Congressional Urban Caucus Chair Says We Must Invest in and Treasure the Nation's Parks
WASHINGTON, May 3 /PRNewswire-USNewswire/ -- America's national, state and local parks provide a place of serenity and relaxation to the thousands of visitors who gather there every year, yet investment in their preservation isn't seen as a high priority and that's something Congressman Chaka Fattah (D-PA), Chair of the Congressional Urban Caucus, wants to change.
With Fairmount Park, one of the nation's largest urban parks (9,200 acres) sitting in the heart of Philadelphia and Fattah's Congressional District, he says he understands the social and financial benefits of investment in the urban treasures.

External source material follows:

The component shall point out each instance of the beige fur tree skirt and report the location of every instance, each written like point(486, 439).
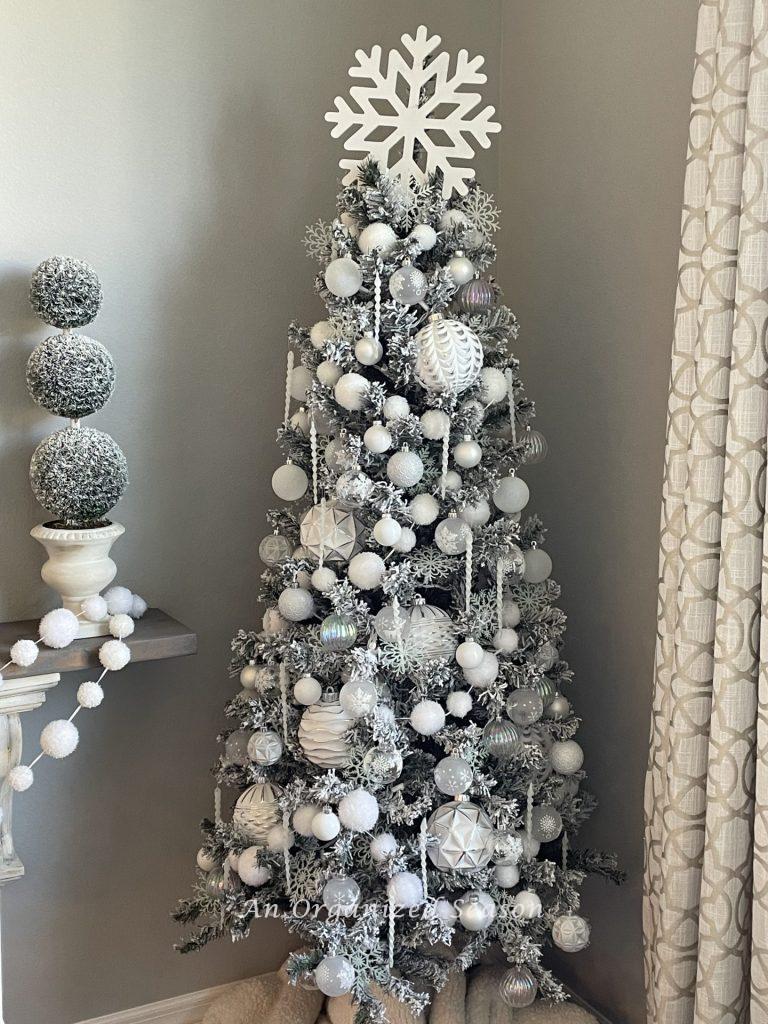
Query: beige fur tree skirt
point(473, 999)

According to Fattah, the importance of creating and preserving our nation's urban parks cannot be underestimated: "Urban parks can't be separated from broader urban revitalization efforts. Open spaces provide a place where children and adults alike can play, exercise and relax and where businesses can invest in the economic and social development of the community."
Hoping to highlight the role of parks in urban areas, Fattah recently invited leaders from the Administration and various economic, academic and parks organizations to a briefing on the impact of urban parks.
The attendees were addressed by a panel of experts including Susan Wachter, Professor of Financial Management, Wharton School of Business, University of Pennsylvania; Eddie George, ASLA, former NFL player and landscape architect; Joe Hughes, a professor at the Georgia Institute of Technology and Salin Geevarghese, Senior Advisor, Office of Sustainable Housing & Communities, U.S. Department of Housing and Urban Development (HUD).
Talking about the benefits of parks, these experts agreed that investing in green spaces is not just about environmental sustainability. Instead park investment needs to be seen as being part of a much larger narrative regarding the role of the federal government in combating the recession and disinvestment in urban cores.
By spending money on park infrastructure projects, the government can put Americans back to work, while creating stronger and more dynamic urban neighborhoods. Or as Professor Joe Hughes remarked, "parks play a role in market restoration, value creation, job creation, green space development, and neighborhood stabilization."
The briefing was hosted by members of the Congressional Urban Caucus' Urban Parks Taskforce (including representatives Fattah, Turner, and Sires) and sought to begin a dialogue between the Administration, Congress, city representatives, and advocates of green space about the value and role of parks in urban areas.